Every 30 minutes, the check fails with a "check time" superior to 1 minute, then immediately recovers (the next check is only one minute away). Average check time is 10 secs.

Running ping in a console shows that average ping times for the services I'm checking are in the 10-20ms range, but I can see a couple of spikes, every couple of times when a single ping packet takes anywhere from 50 to 200ms. The server and the network is lightly loaded.

When I increase the acceptable average ping latency, failures get less frequent. However, since the problem went away when I reinstalled Simon 3.1.1, I think that this is really an issue with the 3.2 release.

Any help would be appreciated.

Best Regards,

David Sinclair's picture

Re: Failures every 30 minutes in 3.2?

I haven't heard of any issue with the Ping service in 3.2 before.

It sounds a bit like an issue a few people have had with other services, where Simon can start to time out if overloaded. But surprising that Ping would be affected, since it uses an external process to do the work.

I suggest editing the tests to be a little less frequent — like say every 5 or 10 minutes. See if that helps.

But I definitely need to investigate this further.

Re: Failures every 30 minutes in 3.2?

Well, something's telling me that few people are using 3.2 yet, so this may be a new issue.

Is there a way to get more detailed logs, especially the logs of this external process ?

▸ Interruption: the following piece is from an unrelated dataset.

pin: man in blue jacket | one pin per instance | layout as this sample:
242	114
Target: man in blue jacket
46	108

Also, please note that I do get a few similar failures with 3.1.1 (maybe once a day), but I'm running 20 checks every minute. With 3.2, I get hundreds of failures per day (and therefore hundreds of emails).


David Sinclair's picture

Re: Failures every 30 minutes in 3.2?

There isn't a log for the Ping service, though you can use Preview to try it manually; that might provide a clue as to what is happening.